Cabinet Secretary for Interior and Coordination of National Government
- In office 2 December 2014 – 7 July 2017
- President: Uhuru Muigai Kenyatta
- Preceded by: Joseph ole Lenku
- Succeeded by: Fred Matiang'i

Assistant Minister, Defense
- In office February 2008 – March 2013
- President: Mwai Kibaki

Member of Parliament for Kajiado
- In office December 2002 – December 2014
- Preceded by: David Lenante Sankori
- Succeeded by: Elijah Memusi

Personal details
- Born: 28 November 1949 Kajiado District, Kenya Colony
- Died: 8 July 2017 (aged 67) Nairobi, Kenya
- Party: ODM (2005–2014)
- Spouse: Hellen Nkaissery ​ ​(m. 1978⁠–⁠2017)​
- Alma mater: Kenyatta University US Army War College

Military service
- Branch/service: Kenya Army
- Years of service: 1972 - 2002
- Rank: Major General

= Joseph Ole Nkaissery =

Kenyan politician and former general

Major-General Joseph Kasaine Ole Nkaissery (28 November 1949 – 8 July 2017) was a Kenyan politician, serving as a Member of Parliament in the National Assembly of Kenya from 2002 to 2014, when he resigned to take up a cabinet position as Secretary for Internal Security and Coordination of National Government. He was also a senior elder of the Maasai community until his sudden death on 8 July 2017.

==Life and career==
Before joining politics, Nkaissery served in the Kenya Defence Forces since 1973, rising to the rank of major-general in the Kenya Army. In 1987, he was appointed the military assistant to the Chief of General Staff. He also served as a commandant of the Armed Forces Training College. He retired in December 2002 after 29 years of military service.

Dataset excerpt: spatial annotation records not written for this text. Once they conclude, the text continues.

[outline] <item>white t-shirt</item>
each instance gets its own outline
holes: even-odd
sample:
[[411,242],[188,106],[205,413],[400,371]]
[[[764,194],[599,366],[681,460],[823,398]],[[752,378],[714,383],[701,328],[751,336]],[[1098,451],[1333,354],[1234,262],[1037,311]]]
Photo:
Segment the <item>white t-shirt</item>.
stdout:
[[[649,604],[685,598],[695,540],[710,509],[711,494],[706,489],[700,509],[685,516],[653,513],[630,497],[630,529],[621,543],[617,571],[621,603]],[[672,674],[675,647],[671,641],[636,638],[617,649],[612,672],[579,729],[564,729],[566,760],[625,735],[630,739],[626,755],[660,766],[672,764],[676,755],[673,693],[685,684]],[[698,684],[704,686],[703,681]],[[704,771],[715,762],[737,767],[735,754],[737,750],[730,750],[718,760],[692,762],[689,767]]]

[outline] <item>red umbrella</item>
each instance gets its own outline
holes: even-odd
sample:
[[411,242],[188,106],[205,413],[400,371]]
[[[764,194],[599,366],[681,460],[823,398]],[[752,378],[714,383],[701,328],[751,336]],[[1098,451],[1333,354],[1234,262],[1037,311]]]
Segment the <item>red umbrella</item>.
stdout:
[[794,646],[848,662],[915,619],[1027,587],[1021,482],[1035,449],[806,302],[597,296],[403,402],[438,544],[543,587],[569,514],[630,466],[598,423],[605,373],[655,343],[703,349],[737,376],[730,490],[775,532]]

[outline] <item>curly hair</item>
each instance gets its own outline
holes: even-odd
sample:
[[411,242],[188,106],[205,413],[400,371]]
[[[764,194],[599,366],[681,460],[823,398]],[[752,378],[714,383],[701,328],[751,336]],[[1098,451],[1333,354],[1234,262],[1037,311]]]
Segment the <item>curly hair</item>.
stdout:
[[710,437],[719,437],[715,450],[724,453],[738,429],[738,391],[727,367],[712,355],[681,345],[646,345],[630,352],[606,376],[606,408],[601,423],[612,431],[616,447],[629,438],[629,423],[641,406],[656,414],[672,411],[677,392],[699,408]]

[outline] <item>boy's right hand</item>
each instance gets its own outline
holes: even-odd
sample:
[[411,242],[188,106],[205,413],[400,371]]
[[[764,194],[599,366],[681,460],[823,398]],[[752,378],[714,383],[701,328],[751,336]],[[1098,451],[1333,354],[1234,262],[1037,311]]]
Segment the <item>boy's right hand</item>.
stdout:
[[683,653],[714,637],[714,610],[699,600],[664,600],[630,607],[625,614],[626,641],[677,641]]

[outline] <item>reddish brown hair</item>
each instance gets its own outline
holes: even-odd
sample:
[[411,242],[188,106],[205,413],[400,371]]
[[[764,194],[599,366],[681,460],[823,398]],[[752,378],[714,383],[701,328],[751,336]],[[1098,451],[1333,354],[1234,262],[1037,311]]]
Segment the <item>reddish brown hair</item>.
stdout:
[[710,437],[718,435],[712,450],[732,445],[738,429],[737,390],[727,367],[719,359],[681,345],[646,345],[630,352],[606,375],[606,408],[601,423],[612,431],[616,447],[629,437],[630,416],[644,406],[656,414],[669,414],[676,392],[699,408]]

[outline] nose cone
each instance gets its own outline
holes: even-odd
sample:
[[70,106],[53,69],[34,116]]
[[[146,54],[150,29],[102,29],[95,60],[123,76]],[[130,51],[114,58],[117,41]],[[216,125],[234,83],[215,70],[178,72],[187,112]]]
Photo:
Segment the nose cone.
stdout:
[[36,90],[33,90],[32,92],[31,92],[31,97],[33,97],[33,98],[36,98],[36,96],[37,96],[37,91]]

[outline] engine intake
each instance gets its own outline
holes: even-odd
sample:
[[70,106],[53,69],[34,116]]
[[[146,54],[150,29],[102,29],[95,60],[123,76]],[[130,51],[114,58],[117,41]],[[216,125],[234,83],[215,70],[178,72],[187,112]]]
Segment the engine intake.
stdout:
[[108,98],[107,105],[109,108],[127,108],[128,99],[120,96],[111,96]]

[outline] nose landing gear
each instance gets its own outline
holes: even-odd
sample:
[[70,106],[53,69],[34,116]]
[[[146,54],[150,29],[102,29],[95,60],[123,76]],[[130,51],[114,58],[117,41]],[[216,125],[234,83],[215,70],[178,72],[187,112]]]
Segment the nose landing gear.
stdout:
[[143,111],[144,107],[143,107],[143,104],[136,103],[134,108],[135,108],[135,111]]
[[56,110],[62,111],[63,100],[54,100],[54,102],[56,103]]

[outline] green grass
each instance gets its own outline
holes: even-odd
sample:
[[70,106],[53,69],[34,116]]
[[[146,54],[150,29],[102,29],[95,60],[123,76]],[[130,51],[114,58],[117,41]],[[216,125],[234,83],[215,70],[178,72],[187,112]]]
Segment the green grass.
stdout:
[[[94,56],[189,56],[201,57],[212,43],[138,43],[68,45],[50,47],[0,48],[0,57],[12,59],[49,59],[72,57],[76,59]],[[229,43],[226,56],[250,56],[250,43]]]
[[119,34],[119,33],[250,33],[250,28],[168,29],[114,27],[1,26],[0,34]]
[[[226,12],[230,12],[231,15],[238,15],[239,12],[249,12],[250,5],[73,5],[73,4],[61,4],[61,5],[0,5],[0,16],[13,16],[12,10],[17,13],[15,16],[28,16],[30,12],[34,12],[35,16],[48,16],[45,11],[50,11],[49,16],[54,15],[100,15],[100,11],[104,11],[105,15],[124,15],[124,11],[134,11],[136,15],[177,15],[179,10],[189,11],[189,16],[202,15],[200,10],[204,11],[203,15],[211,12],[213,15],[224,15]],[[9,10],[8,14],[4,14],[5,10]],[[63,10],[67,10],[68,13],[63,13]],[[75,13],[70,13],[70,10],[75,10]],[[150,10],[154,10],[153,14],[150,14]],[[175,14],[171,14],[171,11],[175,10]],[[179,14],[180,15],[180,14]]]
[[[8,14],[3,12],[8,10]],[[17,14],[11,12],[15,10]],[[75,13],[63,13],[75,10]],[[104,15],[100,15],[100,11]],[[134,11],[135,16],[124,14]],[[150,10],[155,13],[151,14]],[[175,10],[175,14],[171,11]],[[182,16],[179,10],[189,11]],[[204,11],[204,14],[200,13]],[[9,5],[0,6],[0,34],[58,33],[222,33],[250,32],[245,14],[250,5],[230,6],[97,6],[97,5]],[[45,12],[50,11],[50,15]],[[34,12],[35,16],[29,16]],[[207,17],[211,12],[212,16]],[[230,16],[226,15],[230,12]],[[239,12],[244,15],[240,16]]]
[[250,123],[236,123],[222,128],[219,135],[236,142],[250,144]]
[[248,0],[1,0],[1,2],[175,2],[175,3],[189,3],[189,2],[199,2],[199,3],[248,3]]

Nkaissery was elected to the National Assembly in 2007 and served as an Assistant Minister for Internal Security in the cabinet of President Mwai Kibaki from 2008 to 2013. When Operation Linda Nchi was launched in 2011, he served as the assistant minister to the Kenyan Ministry of Defence.

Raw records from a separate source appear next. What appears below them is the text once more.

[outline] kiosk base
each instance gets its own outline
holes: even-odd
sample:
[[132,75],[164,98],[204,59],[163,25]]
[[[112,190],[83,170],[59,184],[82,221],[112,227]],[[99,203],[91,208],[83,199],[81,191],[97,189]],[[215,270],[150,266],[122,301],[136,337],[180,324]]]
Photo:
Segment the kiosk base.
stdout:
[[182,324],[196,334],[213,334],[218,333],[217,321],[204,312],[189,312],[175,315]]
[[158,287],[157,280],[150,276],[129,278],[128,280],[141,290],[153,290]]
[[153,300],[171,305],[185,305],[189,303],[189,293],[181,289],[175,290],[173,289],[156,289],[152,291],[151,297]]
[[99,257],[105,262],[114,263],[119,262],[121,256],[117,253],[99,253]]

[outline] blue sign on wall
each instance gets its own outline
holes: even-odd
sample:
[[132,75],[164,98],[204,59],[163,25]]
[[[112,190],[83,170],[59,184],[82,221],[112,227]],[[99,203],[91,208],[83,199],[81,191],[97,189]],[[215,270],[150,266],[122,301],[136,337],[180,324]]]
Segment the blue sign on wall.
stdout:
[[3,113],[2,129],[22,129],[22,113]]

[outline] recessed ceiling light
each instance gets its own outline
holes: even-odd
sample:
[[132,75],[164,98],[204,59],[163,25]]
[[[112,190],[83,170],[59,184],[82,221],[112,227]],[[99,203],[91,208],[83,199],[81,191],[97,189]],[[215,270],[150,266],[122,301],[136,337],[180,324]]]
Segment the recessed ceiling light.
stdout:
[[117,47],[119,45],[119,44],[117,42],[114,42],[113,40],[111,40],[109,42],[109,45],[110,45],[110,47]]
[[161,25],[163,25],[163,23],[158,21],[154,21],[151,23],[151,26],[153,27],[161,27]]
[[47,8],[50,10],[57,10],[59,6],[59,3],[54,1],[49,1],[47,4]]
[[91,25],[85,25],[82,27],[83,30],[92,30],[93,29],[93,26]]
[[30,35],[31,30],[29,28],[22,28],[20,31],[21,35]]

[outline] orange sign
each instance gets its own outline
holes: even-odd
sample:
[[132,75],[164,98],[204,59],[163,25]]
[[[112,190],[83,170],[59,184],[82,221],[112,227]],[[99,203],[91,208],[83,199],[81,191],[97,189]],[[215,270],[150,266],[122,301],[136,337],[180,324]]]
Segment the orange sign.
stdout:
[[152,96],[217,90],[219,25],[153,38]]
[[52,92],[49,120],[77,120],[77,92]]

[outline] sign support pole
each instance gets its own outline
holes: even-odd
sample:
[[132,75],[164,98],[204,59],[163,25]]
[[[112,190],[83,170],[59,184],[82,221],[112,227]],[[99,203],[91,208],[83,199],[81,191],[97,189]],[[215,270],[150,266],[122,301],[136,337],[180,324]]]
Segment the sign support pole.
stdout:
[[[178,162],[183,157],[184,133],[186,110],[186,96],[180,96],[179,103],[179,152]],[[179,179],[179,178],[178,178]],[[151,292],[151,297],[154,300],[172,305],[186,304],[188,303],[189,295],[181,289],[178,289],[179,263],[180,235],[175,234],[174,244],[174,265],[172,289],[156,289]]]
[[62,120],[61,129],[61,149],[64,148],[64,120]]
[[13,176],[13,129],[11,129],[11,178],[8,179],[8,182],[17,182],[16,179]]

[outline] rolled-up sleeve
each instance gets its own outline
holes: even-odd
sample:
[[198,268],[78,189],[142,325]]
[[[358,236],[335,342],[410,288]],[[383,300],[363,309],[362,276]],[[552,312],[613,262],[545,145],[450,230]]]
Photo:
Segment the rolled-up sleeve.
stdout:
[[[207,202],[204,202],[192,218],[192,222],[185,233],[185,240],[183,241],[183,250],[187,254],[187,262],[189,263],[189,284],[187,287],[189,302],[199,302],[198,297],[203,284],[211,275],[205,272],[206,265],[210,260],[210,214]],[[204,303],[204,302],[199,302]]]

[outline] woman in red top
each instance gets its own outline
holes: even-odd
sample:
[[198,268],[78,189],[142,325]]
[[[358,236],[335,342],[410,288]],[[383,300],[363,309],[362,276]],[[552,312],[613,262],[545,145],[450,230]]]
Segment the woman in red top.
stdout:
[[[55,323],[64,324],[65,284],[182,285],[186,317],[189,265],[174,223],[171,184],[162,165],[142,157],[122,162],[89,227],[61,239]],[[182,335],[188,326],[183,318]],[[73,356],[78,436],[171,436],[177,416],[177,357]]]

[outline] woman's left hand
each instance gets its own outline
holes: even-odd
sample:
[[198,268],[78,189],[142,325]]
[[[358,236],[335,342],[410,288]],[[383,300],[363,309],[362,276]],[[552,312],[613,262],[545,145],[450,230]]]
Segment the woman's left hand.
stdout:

On 2 December 2014, Nkaissery was nominated by President Uhuru Kenyatta for the post of Cabinet Secretary for Internal Security, to replace Joseph Ole Lenku, and subject to approval by the Parliament of Kenya. Following his approval as Cabinet Secretary, Nkaissery stepped down as Member of Parliament for Kajiado Central Constituency.

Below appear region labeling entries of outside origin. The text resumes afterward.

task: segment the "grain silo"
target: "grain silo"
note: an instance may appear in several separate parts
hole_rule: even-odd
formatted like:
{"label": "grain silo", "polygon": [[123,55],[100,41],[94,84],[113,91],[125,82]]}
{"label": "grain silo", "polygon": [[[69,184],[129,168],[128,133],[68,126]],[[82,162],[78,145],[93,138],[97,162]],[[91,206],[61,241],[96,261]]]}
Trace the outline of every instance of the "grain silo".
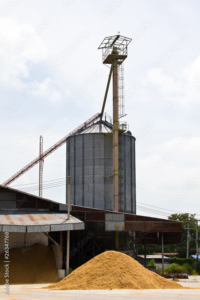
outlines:
{"label": "grain silo", "polygon": [[[111,118],[100,120],[67,140],[67,176],[70,203],[113,210],[113,137]],[[119,211],[136,213],[135,138],[119,136]]]}

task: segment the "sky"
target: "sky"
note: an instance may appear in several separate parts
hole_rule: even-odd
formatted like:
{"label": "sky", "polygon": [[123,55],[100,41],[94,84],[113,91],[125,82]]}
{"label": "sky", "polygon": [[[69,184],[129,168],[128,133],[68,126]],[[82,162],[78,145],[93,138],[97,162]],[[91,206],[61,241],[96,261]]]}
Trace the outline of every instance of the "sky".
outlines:
{"label": "sky", "polygon": [[[39,156],[41,135],[44,151],[101,111],[109,70],[98,48],[119,31],[132,39],[123,121],[136,139],[136,213],[200,218],[200,9],[198,0],[1,0],[1,183]],[[111,88],[109,115],[112,98]],[[43,171],[43,196],[62,203],[66,149]],[[38,164],[9,186],[38,195]]]}

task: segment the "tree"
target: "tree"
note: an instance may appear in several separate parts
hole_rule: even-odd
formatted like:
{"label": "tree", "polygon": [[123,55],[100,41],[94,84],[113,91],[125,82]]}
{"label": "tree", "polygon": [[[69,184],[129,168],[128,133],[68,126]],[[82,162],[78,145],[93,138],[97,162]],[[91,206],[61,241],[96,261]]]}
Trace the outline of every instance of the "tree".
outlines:
{"label": "tree", "polygon": [[[164,252],[178,253],[177,257],[180,258],[186,258],[187,256],[187,225],[189,221],[190,223],[189,256],[196,254],[196,226],[195,220],[196,214],[173,214],[168,217],[168,220],[174,221],[180,221],[182,223],[182,239],[181,244],[175,245],[164,245]],[[199,226],[198,236],[200,237],[200,226]],[[144,246],[138,247],[138,254],[144,254]],[[155,253],[162,252],[161,245],[150,246],[147,245],[146,252],[147,255],[153,254]]]}
{"label": "tree", "polygon": [[[196,254],[196,226],[195,220],[196,214],[173,214],[168,217],[169,220],[180,221],[182,223],[182,239],[181,243],[176,245],[169,245],[168,248],[173,252],[178,253],[180,258],[186,258],[187,254],[187,225],[190,222],[189,238],[189,255]],[[200,226],[199,226],[198,235],[200,235]],[[169,251],[169,252],[170,252]]]}

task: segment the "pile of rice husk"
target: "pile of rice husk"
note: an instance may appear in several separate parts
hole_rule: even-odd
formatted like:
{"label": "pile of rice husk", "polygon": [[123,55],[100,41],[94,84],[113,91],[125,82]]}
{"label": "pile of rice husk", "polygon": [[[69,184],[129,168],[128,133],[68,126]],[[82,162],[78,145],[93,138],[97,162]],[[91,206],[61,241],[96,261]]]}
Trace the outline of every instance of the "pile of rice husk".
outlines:
{"label": "pile of rice husk", "polygon": [[107,251],[82,265],[59,282],[43,288],[60,290],[184,288],[149,271],[126,254]]}
{"label": "pile of rice husk", "polygon": [[[5,253],[0,255],[0,284],[5,283]],[[9,250],[9,284],[43,284],[58,282],[58,268],[51,249],[40,244],[28,250],[14,248]]]}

Nkaissery was a member of the Orange Democratic Movement (ODM) from 2007 to 2014. He was also coalition member of Coalition for Reforms and Democracy (CORD) from 2013 to 2014. He was first elected Member of Parliament on an ODM ticket in the 2007 general election before being re-elected on the same party ticket in 2013.

== Death ==
Nkaissery was admitted to Karen Hospital in Nairobi after reportedly collapsing at his home. He was pronounced dead in the morning on 8 July 2017, with post-mortem results showing that he had suffered from an acute myocardial Infarction.